There are numerous ways to accomplish this in a large organization, including an SCCM package that either deploys some files, or that runs a script to create the files. However, I decided to use Group Policy File Preferences to copy a small text file to the three filenames described, including setting the Read-only attribute.

Using Group Policy File Preferences to create the files that will block the Petya (NotPetya) Ransomware.

This should be executed on the affected computers at their next GP refresh, which might be sooner than a reboot for a start-up script.

Remote Desktop Gateway Service – register NPS

I struggled with getting a new Server 2016 Remote Desktop Gateway Service running. I followed the official documentation from Microsoft, configuring two servers as a farm, and creating a single CAP and RAP identically on each server. But every time I tried to connect, I received an error message from the client that my account:

Remote Desktop can't connect to the remote computer "xxxxxxxx" for one of these reasons:
I love those error messages that say “Contact your network administrator for assistance.”

I found a corresponding entry in the Microsoft-Windows-TerminalServices-Gateway/Operational log with the following text:

The user “CAMPUS\[username]”, on client computer “132.198.xxx.yyy”, did not meet connection authorization policy requirements and was therefore not authorized to access the RD Gateway server. The authentication method used was: “NTLM” and connection protocol used: “HTTP”. The following error occurred: “23003”.

I double-checked the groups I had added to the CAP and verified the account I was using should be authorized. I even removed everything and inserted “Domain Users”, which still failed.

I found different entries that also corresponded to each failure in the System log from the Network Policy Service (NPS) with Event ID 4402 claiming:

“There is no domain controller available for domain CAMPUS.”

I know the server has a valid connection to a domain controller (it logged me into the admin console). But I double-checked using NLTEST /SC_QUERY:CAMPUS. Yup; all good.

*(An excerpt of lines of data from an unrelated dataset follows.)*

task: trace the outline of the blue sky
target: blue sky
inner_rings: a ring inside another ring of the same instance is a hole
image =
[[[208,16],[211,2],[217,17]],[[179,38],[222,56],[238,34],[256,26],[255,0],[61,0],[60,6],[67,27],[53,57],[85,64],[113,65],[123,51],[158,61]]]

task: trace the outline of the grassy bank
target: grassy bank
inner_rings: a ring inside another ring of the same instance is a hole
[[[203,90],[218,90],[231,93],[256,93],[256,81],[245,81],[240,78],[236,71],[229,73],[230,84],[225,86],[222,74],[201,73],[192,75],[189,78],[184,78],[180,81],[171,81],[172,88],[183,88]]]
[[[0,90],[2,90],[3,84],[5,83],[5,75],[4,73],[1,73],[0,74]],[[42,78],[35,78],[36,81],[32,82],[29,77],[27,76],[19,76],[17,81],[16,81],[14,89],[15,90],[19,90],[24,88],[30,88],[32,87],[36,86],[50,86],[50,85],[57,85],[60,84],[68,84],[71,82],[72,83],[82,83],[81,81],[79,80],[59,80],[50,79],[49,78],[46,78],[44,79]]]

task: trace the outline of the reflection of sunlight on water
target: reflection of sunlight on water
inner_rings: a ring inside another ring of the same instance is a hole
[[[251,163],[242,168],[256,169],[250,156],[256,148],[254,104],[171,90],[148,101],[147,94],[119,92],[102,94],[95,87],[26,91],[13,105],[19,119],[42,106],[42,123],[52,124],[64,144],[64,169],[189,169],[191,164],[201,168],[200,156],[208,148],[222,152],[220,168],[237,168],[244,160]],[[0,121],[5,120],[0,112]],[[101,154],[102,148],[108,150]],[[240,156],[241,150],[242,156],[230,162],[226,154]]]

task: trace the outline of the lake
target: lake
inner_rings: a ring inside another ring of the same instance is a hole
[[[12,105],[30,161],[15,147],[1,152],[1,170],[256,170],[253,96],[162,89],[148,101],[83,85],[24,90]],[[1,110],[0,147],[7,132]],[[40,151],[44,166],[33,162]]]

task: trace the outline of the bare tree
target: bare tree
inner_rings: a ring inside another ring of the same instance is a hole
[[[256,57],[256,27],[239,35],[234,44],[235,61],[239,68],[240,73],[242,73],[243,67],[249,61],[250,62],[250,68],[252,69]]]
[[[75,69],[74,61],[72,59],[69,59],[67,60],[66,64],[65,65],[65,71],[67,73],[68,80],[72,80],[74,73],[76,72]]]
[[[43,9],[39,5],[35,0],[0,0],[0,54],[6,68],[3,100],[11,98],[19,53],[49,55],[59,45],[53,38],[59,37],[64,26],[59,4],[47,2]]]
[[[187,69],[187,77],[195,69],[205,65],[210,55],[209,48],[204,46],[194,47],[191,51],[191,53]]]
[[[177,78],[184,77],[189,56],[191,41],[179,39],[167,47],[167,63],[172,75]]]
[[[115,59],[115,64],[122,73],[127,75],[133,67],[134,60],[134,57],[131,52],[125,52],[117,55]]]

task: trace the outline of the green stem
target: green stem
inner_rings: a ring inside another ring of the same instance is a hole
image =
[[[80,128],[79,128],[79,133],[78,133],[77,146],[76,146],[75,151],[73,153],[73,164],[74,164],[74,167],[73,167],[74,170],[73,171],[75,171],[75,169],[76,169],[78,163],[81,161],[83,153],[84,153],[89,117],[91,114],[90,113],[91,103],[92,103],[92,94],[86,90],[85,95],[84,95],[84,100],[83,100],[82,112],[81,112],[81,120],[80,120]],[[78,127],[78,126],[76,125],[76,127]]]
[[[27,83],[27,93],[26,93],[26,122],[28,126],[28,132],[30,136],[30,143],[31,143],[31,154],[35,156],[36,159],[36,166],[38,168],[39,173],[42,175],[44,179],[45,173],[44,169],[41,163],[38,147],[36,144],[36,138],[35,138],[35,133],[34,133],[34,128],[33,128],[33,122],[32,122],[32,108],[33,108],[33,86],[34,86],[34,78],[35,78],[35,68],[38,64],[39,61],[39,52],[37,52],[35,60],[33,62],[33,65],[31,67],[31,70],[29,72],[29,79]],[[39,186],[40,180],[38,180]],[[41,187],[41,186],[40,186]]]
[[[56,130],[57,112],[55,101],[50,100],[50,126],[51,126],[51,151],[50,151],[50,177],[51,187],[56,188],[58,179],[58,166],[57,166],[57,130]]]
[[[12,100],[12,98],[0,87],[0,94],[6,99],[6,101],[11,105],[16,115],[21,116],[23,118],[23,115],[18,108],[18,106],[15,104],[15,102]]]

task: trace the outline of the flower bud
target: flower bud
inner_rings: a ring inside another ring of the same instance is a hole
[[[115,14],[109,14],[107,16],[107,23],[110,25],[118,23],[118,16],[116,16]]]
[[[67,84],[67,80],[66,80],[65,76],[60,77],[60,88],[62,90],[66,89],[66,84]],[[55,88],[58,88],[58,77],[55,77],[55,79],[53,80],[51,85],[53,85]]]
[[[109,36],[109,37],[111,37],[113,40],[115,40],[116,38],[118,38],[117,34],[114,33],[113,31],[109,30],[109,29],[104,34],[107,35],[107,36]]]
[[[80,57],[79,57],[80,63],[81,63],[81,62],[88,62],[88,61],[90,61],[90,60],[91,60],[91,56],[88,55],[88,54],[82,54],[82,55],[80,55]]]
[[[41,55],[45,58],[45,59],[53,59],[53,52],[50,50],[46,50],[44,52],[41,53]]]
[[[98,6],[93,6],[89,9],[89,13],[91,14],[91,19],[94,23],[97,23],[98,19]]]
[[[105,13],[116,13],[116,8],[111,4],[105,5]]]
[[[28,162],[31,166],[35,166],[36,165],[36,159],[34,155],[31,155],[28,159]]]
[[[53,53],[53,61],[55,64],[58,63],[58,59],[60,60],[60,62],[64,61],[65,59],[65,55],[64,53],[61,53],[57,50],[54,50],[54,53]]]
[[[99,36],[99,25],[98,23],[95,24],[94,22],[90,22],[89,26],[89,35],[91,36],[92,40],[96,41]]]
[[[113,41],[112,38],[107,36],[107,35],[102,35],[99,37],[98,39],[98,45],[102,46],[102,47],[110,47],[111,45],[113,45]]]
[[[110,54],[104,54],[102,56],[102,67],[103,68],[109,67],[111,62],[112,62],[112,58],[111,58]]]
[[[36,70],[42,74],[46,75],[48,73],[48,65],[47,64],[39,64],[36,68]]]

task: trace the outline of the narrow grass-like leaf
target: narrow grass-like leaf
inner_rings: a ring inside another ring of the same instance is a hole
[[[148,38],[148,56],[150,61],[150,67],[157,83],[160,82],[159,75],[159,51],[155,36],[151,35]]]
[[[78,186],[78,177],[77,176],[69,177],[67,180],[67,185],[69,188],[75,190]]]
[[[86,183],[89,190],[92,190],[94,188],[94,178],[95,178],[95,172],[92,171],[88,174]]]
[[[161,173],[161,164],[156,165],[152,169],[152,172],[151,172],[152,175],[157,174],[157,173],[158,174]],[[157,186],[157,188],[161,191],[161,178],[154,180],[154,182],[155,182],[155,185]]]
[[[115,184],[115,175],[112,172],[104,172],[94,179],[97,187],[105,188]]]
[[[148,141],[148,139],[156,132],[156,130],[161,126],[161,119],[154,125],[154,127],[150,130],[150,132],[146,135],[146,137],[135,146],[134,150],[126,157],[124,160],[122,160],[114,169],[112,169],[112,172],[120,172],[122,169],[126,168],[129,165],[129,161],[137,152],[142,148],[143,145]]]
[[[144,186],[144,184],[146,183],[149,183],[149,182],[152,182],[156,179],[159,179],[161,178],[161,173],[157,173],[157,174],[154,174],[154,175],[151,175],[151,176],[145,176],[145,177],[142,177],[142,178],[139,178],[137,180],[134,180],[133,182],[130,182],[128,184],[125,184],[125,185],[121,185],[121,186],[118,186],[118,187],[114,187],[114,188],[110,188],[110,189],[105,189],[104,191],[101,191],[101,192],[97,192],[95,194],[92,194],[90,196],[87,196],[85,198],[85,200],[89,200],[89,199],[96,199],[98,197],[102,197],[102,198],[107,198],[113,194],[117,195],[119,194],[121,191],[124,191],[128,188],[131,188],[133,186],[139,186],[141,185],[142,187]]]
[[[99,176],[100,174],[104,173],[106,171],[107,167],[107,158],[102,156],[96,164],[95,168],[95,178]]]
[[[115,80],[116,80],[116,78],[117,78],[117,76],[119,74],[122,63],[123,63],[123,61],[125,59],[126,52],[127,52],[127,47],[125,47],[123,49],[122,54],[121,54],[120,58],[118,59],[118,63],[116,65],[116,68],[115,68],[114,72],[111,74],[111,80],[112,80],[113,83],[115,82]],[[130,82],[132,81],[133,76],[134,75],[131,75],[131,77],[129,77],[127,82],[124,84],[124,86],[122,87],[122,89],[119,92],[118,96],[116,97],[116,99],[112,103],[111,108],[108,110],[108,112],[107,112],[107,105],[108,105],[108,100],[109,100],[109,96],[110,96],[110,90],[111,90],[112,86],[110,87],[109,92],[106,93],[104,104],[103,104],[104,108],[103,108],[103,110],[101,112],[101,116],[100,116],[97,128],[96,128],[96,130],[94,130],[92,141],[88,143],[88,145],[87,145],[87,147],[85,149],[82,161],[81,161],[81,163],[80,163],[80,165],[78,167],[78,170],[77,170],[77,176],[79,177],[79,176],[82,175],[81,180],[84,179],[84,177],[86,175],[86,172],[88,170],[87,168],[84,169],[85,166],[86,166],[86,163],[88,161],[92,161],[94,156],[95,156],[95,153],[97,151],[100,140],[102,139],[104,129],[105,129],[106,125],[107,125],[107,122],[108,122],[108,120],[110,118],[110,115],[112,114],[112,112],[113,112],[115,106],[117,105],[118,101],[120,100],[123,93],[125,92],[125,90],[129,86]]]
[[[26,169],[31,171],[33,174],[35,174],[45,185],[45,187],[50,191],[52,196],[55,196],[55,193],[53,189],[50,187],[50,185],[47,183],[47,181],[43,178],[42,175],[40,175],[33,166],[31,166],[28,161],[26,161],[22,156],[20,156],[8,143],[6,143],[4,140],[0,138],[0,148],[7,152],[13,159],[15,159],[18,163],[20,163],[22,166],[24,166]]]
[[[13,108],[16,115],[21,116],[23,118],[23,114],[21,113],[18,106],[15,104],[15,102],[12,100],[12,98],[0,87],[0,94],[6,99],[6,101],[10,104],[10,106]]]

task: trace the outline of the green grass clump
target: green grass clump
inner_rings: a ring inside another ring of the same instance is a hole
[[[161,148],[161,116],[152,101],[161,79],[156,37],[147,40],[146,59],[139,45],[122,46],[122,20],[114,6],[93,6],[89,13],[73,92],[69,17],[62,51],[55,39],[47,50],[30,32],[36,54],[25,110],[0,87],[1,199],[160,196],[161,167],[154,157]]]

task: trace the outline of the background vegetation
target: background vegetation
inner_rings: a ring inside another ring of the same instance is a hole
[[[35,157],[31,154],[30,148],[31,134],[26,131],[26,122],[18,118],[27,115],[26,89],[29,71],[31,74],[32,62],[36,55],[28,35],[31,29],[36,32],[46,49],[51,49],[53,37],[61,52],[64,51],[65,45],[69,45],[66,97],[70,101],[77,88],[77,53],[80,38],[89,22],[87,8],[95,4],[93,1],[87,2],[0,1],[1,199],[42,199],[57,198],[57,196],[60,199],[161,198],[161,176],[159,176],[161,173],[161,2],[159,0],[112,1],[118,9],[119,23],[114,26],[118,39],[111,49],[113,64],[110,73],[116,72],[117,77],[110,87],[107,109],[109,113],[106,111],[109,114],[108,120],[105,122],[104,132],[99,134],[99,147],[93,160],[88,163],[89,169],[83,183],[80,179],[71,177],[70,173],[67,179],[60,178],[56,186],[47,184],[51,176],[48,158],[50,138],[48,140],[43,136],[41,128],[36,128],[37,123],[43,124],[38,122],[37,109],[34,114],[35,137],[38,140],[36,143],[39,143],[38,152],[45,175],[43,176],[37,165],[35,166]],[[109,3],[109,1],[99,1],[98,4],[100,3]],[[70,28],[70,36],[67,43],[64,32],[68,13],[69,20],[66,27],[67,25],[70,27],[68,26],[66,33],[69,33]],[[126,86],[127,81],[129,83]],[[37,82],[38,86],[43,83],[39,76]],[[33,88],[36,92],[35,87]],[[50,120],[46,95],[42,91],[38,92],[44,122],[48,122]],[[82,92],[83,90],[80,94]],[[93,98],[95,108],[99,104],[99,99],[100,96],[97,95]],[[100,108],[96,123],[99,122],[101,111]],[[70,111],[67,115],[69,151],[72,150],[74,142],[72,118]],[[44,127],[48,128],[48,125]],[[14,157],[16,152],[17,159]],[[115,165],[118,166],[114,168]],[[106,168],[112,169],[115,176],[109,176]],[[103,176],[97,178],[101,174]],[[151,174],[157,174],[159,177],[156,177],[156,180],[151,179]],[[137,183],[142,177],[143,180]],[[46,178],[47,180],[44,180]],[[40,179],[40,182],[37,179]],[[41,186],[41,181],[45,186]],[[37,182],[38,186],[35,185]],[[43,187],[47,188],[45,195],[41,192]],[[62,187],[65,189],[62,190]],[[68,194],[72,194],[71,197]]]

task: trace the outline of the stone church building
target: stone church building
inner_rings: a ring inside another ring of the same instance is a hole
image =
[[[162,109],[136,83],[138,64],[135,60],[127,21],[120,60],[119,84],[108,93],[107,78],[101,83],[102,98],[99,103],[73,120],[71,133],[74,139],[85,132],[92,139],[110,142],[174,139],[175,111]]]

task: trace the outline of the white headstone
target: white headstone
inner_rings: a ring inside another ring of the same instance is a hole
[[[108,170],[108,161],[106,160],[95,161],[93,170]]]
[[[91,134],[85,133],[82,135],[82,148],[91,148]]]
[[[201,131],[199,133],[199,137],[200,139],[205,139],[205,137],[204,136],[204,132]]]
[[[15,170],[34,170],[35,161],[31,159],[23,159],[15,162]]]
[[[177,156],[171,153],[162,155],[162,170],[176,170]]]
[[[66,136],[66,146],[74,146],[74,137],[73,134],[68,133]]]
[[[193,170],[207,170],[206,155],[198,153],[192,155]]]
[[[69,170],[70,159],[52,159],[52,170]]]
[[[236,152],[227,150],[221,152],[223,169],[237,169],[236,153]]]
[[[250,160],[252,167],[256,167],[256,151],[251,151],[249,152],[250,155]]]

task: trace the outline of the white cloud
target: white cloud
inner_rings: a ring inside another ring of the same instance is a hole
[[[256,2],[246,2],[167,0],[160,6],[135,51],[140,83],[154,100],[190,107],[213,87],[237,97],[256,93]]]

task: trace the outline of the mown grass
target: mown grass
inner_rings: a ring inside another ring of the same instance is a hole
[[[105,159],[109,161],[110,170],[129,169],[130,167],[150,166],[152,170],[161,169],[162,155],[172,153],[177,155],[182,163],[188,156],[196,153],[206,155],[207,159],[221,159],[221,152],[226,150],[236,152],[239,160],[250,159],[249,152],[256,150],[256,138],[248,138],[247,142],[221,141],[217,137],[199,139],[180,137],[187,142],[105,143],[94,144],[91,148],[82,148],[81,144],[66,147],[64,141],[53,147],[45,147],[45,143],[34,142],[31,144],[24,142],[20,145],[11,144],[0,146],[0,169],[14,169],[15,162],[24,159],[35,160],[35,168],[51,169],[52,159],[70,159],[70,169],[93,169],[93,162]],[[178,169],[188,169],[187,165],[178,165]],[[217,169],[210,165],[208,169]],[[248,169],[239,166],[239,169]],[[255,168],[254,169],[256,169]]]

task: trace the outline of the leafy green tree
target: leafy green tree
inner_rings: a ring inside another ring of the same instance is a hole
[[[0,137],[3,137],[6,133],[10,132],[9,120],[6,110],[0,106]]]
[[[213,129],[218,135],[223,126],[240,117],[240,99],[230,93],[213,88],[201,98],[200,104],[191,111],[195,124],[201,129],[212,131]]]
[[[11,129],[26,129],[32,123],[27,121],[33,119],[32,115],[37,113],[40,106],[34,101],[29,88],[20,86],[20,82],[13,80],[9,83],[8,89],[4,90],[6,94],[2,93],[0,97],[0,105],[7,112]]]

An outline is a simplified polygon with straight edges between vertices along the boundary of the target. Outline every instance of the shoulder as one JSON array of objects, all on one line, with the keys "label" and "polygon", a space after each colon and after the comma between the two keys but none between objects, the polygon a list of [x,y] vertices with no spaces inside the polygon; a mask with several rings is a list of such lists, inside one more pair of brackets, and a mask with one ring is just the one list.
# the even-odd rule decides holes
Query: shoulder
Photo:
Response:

A few more Bingoogle searches and I found a forum post about this NPS failure. The marked solution just points to a description of the Event ID, but one of the comments contains the solution: the Network Policy Service on the gateway systems needs to be registered. This instruction is not part of the official documentation, though upon re-reading that doc, I now see that someone has mentioned this step in the comments.

In this case, registration simply means adding the computer objects to the RAS and IAS Servers AD group (requires Domain Admin privs). Once I made this change, I was able to successfully connect to a server using the new remote desktop gateway service.

Many thanks to TechNet forum user Herman Bonnie for posting the very helpful comment.